Johnny Boy.

I could see our entire future developing right before my eyes; unfortunately, you didn't seem to receive the same premonition.
When we first met, you told me your name was John. Later I found out you were also called Johnny. It bothered me that you didn't share the other name with me, but only slightly.
I really started to get irritated when they started talking to you, and you clearly preferred it to conversing with me. You shared a friend with her, and it made me desire to find something to share with you.
Anything.
Later when you told her (the taken girl, nonetheless) that her belt was "tight," it made me jealous. Not of the belt, of course, because it was drop dead ugly, but because you liked something of hers.
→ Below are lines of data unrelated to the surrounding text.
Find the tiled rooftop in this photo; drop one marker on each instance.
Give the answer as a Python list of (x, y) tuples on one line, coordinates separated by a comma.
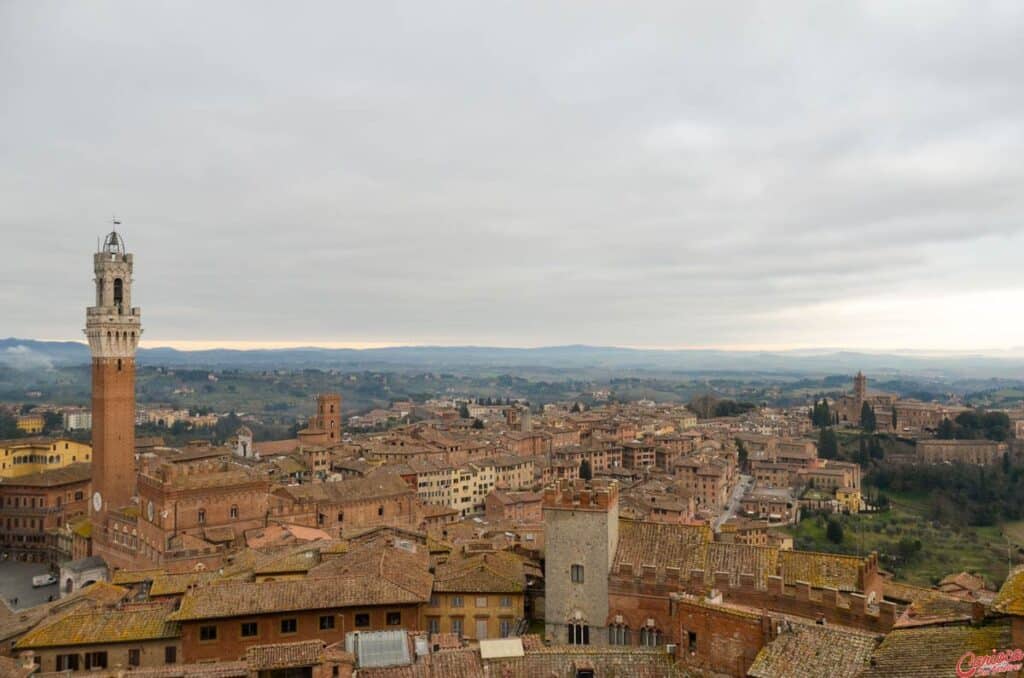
[(805, 650), (131, 624), (285, 655), (407, 569), (658, 544), (934, 650), (838, 571), (233, 598), (488, 573), (1010, 600)]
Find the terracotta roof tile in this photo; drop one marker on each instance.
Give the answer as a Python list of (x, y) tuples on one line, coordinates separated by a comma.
[(233, 598), (285, 655), (811, 650), (130, 624), (838, 571), (934, 650), (1010, 600), (407, 569)]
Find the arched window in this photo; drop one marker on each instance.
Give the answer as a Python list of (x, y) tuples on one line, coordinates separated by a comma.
[(650, 637), (579, 634), (619, 634)]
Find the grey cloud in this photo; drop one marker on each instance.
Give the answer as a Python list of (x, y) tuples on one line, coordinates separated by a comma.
[(508, 173)]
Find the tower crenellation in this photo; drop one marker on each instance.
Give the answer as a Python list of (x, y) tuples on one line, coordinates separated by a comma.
[(113, 327)]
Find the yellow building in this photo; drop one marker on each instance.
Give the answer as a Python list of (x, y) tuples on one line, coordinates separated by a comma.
[(27, 456), (477, 597), (31, 424), (849, 500)]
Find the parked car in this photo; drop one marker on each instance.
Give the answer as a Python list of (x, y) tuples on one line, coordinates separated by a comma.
[(43, 580)]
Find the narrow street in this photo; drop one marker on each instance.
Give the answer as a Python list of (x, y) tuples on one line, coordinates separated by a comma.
[(744, 483)]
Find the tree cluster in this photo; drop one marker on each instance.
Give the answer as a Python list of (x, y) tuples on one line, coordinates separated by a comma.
[(960, 494), (868, 448), (707, 406), (975, 425), (821, 415), (867, 420), (827, 443)]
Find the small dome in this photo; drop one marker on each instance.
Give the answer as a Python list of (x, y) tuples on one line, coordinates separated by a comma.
[(114, 244)]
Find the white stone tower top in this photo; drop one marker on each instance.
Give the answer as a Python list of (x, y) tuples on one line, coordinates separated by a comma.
[(113, 326)]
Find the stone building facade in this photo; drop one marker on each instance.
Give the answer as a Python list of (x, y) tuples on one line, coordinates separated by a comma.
[(113, 327), (581, 533), (34, 507), (968, 452)]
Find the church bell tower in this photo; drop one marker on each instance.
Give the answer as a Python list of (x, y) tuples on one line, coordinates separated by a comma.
[(113, 327)]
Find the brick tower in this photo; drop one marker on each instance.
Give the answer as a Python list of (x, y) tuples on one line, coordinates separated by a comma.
[(581, 535), (860, 389), (329, 416), (113, 327)]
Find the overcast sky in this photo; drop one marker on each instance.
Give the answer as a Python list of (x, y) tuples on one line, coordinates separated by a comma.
[(519, 174)]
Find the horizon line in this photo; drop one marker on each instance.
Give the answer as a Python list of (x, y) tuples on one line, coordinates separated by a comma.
[(243, 345)]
And it was at that moment that I realized that I would never be skinny enough for you (even though I'm thinner than average), never pretty enough, my hair would never be shiny and smooth enough.
All in all, I could never have you.
After she showed you where the bathroom was, and when you came back you jumped over the side of the rail while simultaneously removing your button-down shirt to reveal a homemade tye-dye t-shirt
Your slim frame had my saliva glands working over-time, preparing to devour you like the beast that you are.
And of course when you resumed your position next to me on the couch, you also resumed ignoring me.
When you began talking to everyone else surrounding us, I knew all hope was lost. You would never be mine; with your dark sideburns, pale skin, short body with a height that matched mine.
I thought I was friendlier, I thought I was nicer, I thought I was funnier.
But apparently you did not, because the only time you would talk to me was when no one was watching.
I would be forever in your debt if you acknowledged my existence.